How to write suspense.



Friday, November 21, 2014

Betrayed by Ronda Gibb Hinrichsen

Introducing the cover (which I absolutely love) for my next romantic suspense novel, Betrayed. It will be released on January 2, 2015, and is now available for pre-order here. Can't wait!

Sunday, November 10, 2013

Page-turning Momentum

One of my favorite secrets to keeping readers turning the pages of my books is that I end each chapter with something that causes readers to want to keep reading. Authors often work for that sense of forward momentum through the use of cliff-hangers like intriguing breaks in dialogue (Remember how the chapter broke between Bella and Edward's conversation at the restaurant in Twilight?), something bad happening, or the indication that trouble looms ahead. At the end of Chapter One in my paranormal suspense novel, Trapped, Emi Warren realizes a thief had been in her room while she slept.

Another lesser-known, page-turning tool also takes place at the end of the chapter. It is to include a new, POV character goal that makes the reader want to find out if he or she can accomplish it. For instance, at the end of chapter twenty-five in my contemporary, romantic-suspense novel, Missing, the romantic lead determines he’s got to find some way to tell the main character of his feelings for her even though he sees no way to do that. Will he find a way? What will happen if he does? That's suspense.

Sunday, October 13, 2013


A novel's Point of View characters must be in danger of losing something or someone important to them. The threat of physical death is always good, but other losses can be equally effective: Will Scarlett O’Hara save her home? Will Elizabeth Bennett find true love? Will Stacie Cox (from my novel, Missing) rescue the kidnapped child? 

Sunday, October 6, 2013

Intriguing Characters in Desperate Situations

If readers don’t care about your character or her problem, they will stop reading your story. As I develop my characters, I search for desperate situations that both intrigue and worry me, with the emphasis on worry.

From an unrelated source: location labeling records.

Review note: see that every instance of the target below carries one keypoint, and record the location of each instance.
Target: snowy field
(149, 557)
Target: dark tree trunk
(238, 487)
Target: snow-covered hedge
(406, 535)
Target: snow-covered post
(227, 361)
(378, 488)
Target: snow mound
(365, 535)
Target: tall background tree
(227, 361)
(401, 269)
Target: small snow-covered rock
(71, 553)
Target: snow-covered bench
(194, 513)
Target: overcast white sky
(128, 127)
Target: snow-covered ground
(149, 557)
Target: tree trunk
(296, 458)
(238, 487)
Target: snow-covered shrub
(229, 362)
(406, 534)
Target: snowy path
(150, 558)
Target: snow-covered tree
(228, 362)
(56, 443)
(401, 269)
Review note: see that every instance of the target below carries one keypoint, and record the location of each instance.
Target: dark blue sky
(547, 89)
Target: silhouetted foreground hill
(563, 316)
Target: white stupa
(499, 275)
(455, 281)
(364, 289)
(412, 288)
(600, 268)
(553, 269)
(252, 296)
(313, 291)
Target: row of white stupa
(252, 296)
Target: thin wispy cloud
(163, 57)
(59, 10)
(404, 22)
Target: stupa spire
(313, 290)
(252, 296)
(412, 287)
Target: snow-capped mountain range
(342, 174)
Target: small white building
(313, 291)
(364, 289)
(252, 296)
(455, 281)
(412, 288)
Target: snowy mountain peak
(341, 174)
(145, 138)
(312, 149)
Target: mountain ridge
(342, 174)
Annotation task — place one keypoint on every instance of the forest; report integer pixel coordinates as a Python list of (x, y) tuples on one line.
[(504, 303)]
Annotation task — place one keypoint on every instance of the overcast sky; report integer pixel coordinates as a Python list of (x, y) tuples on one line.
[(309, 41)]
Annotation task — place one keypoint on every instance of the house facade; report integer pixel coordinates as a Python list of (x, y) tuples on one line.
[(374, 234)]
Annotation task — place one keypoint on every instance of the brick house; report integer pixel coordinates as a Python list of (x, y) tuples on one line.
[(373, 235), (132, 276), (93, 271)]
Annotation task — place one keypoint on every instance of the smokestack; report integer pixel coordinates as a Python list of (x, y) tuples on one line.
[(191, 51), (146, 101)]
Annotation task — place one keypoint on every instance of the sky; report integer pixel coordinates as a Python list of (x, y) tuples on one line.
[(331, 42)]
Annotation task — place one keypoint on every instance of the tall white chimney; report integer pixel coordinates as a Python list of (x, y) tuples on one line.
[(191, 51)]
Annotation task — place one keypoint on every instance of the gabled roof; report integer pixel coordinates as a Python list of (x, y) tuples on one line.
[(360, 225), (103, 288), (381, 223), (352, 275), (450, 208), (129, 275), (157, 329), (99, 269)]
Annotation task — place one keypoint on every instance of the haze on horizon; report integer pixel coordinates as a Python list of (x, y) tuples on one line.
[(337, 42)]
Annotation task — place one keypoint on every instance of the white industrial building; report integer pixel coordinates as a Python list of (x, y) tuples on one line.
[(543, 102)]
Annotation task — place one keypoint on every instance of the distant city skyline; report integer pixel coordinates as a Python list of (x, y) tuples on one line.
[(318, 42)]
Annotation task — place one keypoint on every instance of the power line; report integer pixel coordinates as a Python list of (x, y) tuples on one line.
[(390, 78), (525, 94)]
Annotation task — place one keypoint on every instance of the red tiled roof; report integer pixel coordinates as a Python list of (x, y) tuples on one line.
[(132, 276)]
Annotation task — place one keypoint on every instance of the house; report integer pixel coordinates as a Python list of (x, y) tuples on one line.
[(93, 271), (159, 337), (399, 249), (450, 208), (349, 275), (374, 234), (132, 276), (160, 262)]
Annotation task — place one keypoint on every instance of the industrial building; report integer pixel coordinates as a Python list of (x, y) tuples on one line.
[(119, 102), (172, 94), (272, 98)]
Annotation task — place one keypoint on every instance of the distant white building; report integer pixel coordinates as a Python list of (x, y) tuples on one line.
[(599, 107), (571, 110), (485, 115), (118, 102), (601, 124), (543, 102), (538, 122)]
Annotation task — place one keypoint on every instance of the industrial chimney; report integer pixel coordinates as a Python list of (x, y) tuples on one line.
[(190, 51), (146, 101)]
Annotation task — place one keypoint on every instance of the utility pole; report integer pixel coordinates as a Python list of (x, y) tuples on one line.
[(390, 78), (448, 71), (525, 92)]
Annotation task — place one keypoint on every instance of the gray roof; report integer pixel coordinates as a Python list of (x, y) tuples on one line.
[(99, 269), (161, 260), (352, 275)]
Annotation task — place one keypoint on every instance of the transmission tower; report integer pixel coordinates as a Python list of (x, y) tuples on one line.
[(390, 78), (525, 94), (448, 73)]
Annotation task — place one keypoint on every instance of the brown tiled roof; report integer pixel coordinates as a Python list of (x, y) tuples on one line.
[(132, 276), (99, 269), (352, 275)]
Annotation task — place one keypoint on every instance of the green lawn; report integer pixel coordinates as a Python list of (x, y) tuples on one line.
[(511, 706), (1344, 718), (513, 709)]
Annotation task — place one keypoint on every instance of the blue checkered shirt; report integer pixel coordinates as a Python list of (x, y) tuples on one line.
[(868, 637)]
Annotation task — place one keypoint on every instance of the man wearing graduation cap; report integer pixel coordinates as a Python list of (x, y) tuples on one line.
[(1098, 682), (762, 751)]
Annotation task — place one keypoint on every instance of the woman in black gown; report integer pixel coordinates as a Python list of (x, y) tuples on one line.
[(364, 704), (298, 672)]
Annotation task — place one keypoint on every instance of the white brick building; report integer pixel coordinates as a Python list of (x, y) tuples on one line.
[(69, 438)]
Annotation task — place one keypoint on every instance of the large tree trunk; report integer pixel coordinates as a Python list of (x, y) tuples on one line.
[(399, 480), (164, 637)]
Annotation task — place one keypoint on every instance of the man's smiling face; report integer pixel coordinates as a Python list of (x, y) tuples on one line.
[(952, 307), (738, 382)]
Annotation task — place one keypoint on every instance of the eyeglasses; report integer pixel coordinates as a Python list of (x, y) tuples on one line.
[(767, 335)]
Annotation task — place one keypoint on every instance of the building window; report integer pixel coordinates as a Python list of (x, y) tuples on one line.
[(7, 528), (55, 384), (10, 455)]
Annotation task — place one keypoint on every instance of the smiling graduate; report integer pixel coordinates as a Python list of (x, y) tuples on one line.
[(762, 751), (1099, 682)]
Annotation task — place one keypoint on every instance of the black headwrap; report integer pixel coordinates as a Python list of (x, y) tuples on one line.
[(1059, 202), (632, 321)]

For example, when my mother was a child, she woke to find a thief in her room. That intriguing and worrisome situation became my inciting incident for Trapped.

Similarly, the idea for the opening of my next novel, Betrayed (June 2014), came from an ancestral, pioneer story about two children who were forced  alone, onto the prairie, after men murdered their parents. Because situations like these upset or bother me for an extended amount of time, I believe they will bother or upset a reader--and keep them reading. 

Brainstorm question: What bothers you?

Wednesday, June 13, 2012

Opportunity Knocking

If you're a suspense writer searching for a chance to break into publication, this contest might be just the thing you're looking for. It's sponsored by Amazon. Take a look here! Good luck.

Sunday, February 19, 2012

Par out Clues

When I first started writing suspense, I thought I needed many secrets to my story so I'd have enough material to surprise readers with. The task seemed daunting. But as I continued to study novels by other authors similar to my own, I realized the trick is not necessarily to have tons of secrets, but to par out the information I do have a little at a time. Look at any mystery novel as an example. Each clue to the final mystery is interesting and keeps the reader reading, but by itself, it's not necessarily exciting until they come together in the finale. Then bang!

Consider the first Sherlock Holmes movie with Robert Downey Jr. (Spoiler Alert) In it, the real secret to the bad guy's success is that he uses science to achieve his evil designs. Along the journey of the novel's story, the author gives us little clues. Here are a few. The watch, the experiments, the drugs, the boiled frogs, Alone, these bits of information aren't too exciting, but when they are combined with the frightening murders, the bad guy's "resurrection," and the interesting characters, we have an intriguing and suspenseful tale.

So this week's secret is spread out tiny clues to the ultimate secret.

Saturday, December 10, 2011

Keeping Readers Reading

I found a blog post some time ago where several successful authors spoke on how to keep our readers reading.

This is from Libby Fischer Hellmann:  Suspense depends on presenting obstacles and complications for your characters. And when you couple those obstacles to a deadline, you have instant suspense. Will he rescue the girl in time? Will the bad guy get away? Can he defuse the bomb before it blows? Those are classic examples of suspense.